Sleep tight, our beautiful boy: Charlie’s mom
THE terminally ill 11-monthold Charlie Gard died late yesterday soon after his life support was withdrawn.
The judge’s ruling on Thursday that he be moved to a hospice and his death saw an outpouring of emotion on social media.
Charlie, who had a rare genetic condition, spent most of his life under a spotlight of public interest. This amid a court battle between his parents, Connie Yates and Chris Gard, and the Great Ormond Street Hospital in London over his medical care.
His condition caused progressive muscle weakness and brain damage.
Last night, his mother said: “Our beautiful little boy has gone. We are so proud of you, Charlie.
“Mummy and Daddy love you so much, Charlie. We always have and we always will and we are so sorry that we couldn’t save you.
“Sleep tight, our beautiful little boy.”
After the judge’s decision, Yates said: “Most people won’t ever have to go through what we have been through. We’ve had no control over our son’s life and no control over our son’s death.
“We just want some peace with our son… just quality time with Charlie away from everything, to say goodbye to him in the most loving way.”
The University of KZN paediatric palliative care team under the leadership of Dr Julia Ambler confirmed they were also involved in discussions around baby Charlie as a member of the International Children’s Palliative Care Network (ICPCN).
On Thursday, Ambler said: “The ICPCN has been in contact with the UK team. It is a landmark case and there are precedents which have been set. But it’s important to note that hospitals are making these decisions on a daily basis.
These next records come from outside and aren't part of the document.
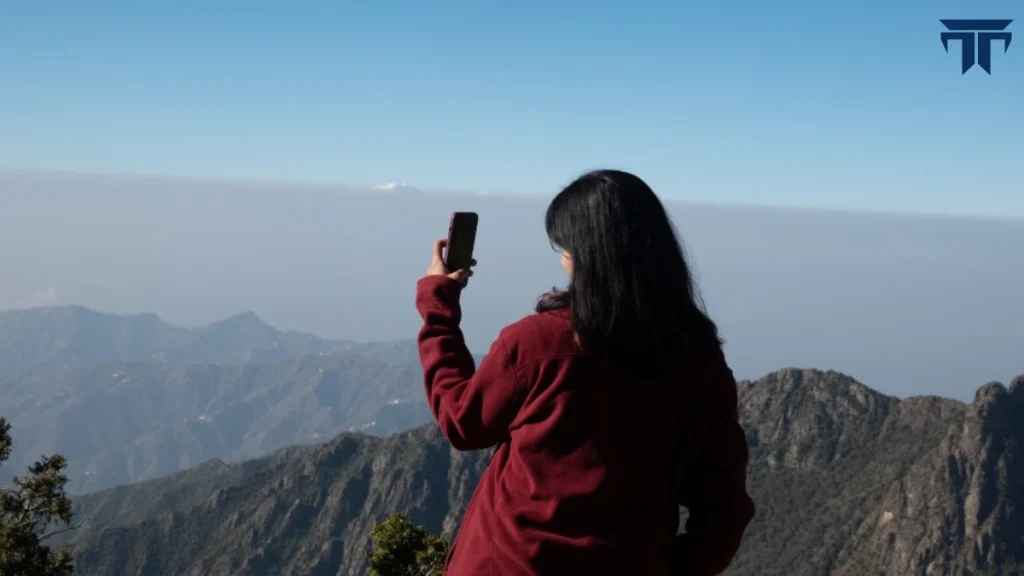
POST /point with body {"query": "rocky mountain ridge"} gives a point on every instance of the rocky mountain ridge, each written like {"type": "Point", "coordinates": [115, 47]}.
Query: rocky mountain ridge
{"type": "Point", "coordinates": [847, 481]}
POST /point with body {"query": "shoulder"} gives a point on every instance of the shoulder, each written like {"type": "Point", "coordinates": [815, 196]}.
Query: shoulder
{"type": "Point", "coordinates": [539, 335]}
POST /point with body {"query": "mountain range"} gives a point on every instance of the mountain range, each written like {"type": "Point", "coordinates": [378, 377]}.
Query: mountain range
{"type": "Point", "coordinates": [126, 399]}
{"type": "Point", "coordinates": [847, 481]}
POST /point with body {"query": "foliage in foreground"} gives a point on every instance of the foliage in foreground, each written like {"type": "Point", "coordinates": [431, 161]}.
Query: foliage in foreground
{"type": "Point", "coordinates": [401, 548]}
{"type": "Point", "coordinates": [28, 508]}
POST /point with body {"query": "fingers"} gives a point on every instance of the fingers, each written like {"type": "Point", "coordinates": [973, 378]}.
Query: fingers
{"type": "Point", "coordinates": [438, 249]}
{"type": "Point", "coordinates": [461, 276]}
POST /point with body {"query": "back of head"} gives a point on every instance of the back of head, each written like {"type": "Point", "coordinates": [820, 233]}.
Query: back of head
{"type": "Point", "coordinates": [631, 297]}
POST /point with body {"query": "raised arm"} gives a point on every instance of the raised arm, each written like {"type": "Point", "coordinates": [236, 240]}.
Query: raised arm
{"type": "Point", "coordinates": [714, 479]}
{"type": "Point", "coordinates": [473, 408]}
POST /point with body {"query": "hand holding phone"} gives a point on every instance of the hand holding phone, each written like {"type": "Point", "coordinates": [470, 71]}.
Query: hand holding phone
{"type": "Point", "coordinates": [454, 256]}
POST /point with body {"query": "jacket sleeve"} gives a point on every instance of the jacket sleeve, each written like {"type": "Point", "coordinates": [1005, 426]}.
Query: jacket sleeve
{"type": "Point", "coordinates": [714, 482]}
{"type": "Point", "coordinates": [474, 408]}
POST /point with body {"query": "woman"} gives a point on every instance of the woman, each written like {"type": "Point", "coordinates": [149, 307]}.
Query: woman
{"type": "Point", "coordinates": [610, 406]}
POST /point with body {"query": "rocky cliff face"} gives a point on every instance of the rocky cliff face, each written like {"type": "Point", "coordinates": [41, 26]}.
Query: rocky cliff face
{"type": "Point", "coordinates": [847, 481]}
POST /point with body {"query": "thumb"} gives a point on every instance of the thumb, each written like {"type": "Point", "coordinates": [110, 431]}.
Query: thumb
{"type": "Point", "coordinates": [438, 250]}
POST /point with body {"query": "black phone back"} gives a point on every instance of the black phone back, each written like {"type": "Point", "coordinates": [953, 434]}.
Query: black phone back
{"type": "Point", "coordinates": [462, 237]}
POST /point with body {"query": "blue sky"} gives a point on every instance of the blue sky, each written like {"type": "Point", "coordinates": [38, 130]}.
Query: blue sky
{"type": "Point", "coordinates": [850, 105]}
“For Charlie, undergoing more treatment was futile.
“It’s a very complicated decision and, with a baby, you can’t tell whether he is in pain or uncomfortable, which causes great anxiety.”
But she said the case had put paediatric palliative care in the limelight.
According to Ambler, the majority of terminally ill children in South Africa have cancer, although there are also genetic conditions which result in a terminal diagnosis.
“It’s not something people want to talk about. There is very little support for paediatric palliative care and there are very few specialists and organisations in this field.
“When a child is diagnosed, the families go through hell. It’s incredibly difficult. But we do have a process in place and a hospital-based team to help the child and the family,” said Ambler.
Yesterday Great Ormond Street Hospital said: “We deeply regret that profound and heartfelt differences between Charlie’s doctor and his parents have had to be played out in court over such a protracted period. All of us at Great Ormond Street Hospital get up every morning to care for sick children, not to cause further anguish to devoted parents.
“Sadly, as the judge has now ruled, there is simply no way that Charlie, a patient with such severe and complex needs, can spend any significant time outside of an intensive care environment safely. The risk of an unplanned and chaotic end to Charlie’s life is an unthinkable outcome for all concerned and would rob his parents of the last precious moments with him.”
The hospital arranged for Charlie to be transferred to a specialist children’s hospice, saying: “This is a very special place who will do all they can to make these last moments as comfortable and peaceful as possible.”